Using the @IntDef and @StringDef annotations, you can create annotations for enumerating integers and strings to validate certain integers and strings used in other code. This ensures that certain constant integers or constant strings in the code are part of a specific set of constants. These two annotations can only be placed in annotations.

Enums are often used in development to some extent to make the code structure clearer. However, using enums can increase memory overhead. Typedef annotations can be used as an alternative to enums.

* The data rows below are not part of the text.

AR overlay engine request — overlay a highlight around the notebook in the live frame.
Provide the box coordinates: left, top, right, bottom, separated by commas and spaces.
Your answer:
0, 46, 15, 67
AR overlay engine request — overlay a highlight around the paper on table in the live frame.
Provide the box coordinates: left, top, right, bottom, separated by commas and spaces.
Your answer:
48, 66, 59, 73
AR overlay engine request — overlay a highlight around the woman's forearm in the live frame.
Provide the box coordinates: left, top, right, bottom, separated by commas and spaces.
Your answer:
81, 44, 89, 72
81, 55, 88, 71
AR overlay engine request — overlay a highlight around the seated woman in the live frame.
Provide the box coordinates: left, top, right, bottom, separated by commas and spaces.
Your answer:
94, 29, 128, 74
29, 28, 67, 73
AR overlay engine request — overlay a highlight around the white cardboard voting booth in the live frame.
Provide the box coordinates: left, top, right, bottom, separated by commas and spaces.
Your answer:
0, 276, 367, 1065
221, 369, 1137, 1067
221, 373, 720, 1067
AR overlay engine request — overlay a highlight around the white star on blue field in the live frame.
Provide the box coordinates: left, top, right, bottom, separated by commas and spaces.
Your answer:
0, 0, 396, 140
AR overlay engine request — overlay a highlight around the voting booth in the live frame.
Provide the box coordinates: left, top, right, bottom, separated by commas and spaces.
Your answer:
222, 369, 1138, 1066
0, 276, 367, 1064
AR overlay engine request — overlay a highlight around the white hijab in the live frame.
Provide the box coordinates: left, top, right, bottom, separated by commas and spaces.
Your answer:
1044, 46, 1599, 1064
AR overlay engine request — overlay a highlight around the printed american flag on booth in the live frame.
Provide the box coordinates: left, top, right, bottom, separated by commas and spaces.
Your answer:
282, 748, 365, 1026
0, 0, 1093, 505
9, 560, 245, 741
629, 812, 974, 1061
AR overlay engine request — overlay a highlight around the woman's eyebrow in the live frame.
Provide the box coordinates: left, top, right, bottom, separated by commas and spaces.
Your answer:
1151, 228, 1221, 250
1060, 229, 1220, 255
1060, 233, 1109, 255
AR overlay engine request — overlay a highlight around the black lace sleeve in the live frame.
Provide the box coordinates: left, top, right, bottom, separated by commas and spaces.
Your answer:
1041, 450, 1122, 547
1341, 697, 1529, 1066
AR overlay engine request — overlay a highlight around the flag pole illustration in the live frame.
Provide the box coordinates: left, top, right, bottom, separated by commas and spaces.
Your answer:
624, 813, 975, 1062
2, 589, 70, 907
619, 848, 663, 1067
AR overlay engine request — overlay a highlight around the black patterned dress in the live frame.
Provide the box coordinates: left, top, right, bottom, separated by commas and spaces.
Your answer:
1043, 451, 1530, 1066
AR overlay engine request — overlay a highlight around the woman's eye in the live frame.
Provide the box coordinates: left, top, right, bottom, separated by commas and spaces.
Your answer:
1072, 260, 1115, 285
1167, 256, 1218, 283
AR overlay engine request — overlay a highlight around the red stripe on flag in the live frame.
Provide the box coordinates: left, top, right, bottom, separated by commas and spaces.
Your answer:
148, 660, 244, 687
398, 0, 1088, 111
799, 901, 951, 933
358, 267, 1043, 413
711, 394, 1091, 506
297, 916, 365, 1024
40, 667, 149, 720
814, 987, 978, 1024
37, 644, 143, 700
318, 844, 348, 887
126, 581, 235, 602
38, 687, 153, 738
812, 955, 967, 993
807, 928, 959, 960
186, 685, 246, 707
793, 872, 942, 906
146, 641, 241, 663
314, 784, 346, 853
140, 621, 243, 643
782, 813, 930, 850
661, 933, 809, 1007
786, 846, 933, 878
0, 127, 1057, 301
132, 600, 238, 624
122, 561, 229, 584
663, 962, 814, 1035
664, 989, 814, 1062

Here is an example of using the Typedef annotation:

/**
 * Definition of Typedef annotation
 */
public class ActionType {

    public static final int ACTION_TYPE_0 = 0;
    public static final int ACTION_TYPE_1 = 1;
    public static final int ACTION_TYPE_2 = 2;

    @Retention(RetentionPolicy.SOURCE)
    @IntDef({ACTION_TYPE_0,ACTION_TYPE_1,ACTION_TYPE_2})
    public @interface ActionTypeDef{

    }
}

Here is an example of using the above Typedef annotation:

/**
 * Use of Typedef annotation
 * @param value
 */
private void setValue(@ActionType.ActionTypeDef int value) {
    switch (value) {
        case ActionType.ACTION_TYPE_0:
            break;
        case ActionType.ACTION_TYPE_1:
            break;
        case ActionType.ACTION_TYPE_2:
            break;

//        case 100: // Cannot use undefined integers
//            break;
    }
}

As can be seen, the Typedef annotation constrains the use of certain integers. It can also be used for strings, achieving the same effect as enums.

Accessibility annotations#

Accessibility annotations, such as @VisibleForTesting and @Keep, can indicate the accessibility of methods, fields, and classes. Specifically:

• @VisibleForTesting: Indicates that the visibility of the annotated code block is higher than the level required for testing.
• @Keep: Indicates that the annotated code block will not be obfuscated.

The most commonly used annotation may be resource annotations, such as @StringRes, @ColorRes, @ColorInt, etc. There is also the Typedef annotation, which can replace the performance impact of enums in Android development. If you pay attention to these annotations in the Android source code, you will find that they are often used. Therefore, it is worth trying to use these annotations for necessary code inspections during development.